There is a simple yet powerful reflection framework. It helps you structure your experiences along two dimensions: professional results and collaboration, and across two perspectives: success and non-success.

Describe the situation, the project, or the event. Why was this activity successful? What was your contribution to this success? Which of your strengths were you able to apply or newly discover? Describe the situation, the project, or the event. Why was the collaboration successful? What was your contribution to this success? Which of your strengths were you able to apply or newly discover? Describe the situation, the project, or the event. Why was it not successful? How exactly did you contribute to this failure? What did you learn from it? Describe the situation, the project, or the event. Why was the collaboration not successful?
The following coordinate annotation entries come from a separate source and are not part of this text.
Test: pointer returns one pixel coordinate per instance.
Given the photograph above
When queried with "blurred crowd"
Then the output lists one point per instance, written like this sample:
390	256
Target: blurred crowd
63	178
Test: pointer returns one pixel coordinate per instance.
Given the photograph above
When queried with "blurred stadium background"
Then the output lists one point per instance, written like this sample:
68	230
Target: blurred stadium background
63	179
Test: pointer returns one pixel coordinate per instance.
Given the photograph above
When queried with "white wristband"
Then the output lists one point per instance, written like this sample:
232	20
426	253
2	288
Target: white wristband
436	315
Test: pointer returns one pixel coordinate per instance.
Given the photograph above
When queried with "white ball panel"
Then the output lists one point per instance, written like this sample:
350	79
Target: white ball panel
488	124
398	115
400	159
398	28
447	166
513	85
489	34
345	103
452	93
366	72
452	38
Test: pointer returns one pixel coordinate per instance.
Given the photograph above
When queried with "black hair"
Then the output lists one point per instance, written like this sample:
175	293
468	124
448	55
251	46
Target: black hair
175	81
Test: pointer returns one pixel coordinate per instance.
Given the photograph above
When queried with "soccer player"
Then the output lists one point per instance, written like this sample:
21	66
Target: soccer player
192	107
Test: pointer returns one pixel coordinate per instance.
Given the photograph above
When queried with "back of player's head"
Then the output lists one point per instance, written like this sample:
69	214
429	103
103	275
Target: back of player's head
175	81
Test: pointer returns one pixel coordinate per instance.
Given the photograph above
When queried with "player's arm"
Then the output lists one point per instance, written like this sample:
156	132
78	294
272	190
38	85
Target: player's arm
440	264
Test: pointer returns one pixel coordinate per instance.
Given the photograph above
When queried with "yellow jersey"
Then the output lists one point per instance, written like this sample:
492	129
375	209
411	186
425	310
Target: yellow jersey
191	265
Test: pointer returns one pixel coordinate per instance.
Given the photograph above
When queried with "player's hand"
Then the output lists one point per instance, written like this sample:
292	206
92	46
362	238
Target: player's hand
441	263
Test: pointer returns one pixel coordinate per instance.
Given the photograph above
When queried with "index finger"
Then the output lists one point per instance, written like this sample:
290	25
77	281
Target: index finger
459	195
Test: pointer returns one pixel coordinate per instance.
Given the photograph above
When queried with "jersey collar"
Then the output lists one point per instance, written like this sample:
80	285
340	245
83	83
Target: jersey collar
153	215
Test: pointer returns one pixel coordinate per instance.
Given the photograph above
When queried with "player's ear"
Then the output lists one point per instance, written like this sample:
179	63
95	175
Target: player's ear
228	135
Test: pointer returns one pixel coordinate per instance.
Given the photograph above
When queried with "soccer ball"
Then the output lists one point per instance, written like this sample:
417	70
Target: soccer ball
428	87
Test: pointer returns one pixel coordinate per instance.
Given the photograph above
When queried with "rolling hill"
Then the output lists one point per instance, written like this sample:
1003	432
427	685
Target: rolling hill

How exactly did you contribute to this failure? What did you learn from it? ©Sauerborn Management Consulting GmbH | www.belongingin.de

By working through all four quadrants, you gain your specific examples of successful and non successful projects and experiences, which you can use in many job interviews. Additionally, it gives you a balanced and honest picture of your professional learning curve.

How to Prepare and Interview Using the Framework

In each field, you start by describing a concrete situation — a project, a task, or an event from your professional or personal life. You then reflect on why it was successful or not, what your own contribution was, and which strengths you applied, discovered, or perhaps failed to use. In the non-successful cases, the focus shifts to learning: what you understood about yourself, your working style, and your needs.

This structured reflection turns vague memories into clear, coherent stories. It allows you to talk about success without sounding boastful — and about failure without sounding defensive.

As a result, you are well prepared for typical interview questions such as:

  • "When were you not successful, and why?"
  • “How do you handle setbacks?”
  • “What kind of leadership and collaboration do you need to succeed?”
  • "Provide me specific examples of your strength and how you applied them."

From reflection to confident performance

In interview coaching sessions, we take these prepared reflections one step further. Together, we refine your answers, sharpen their relevance for specific roles, and practice expressing them clearly and spontaneously. You learn how to stay calm under pressure, respond authentically, and adapt your answers to different interview styles and cultures.

The goal is not scripted answers — it is confidence, presence, and credibility when it matters most.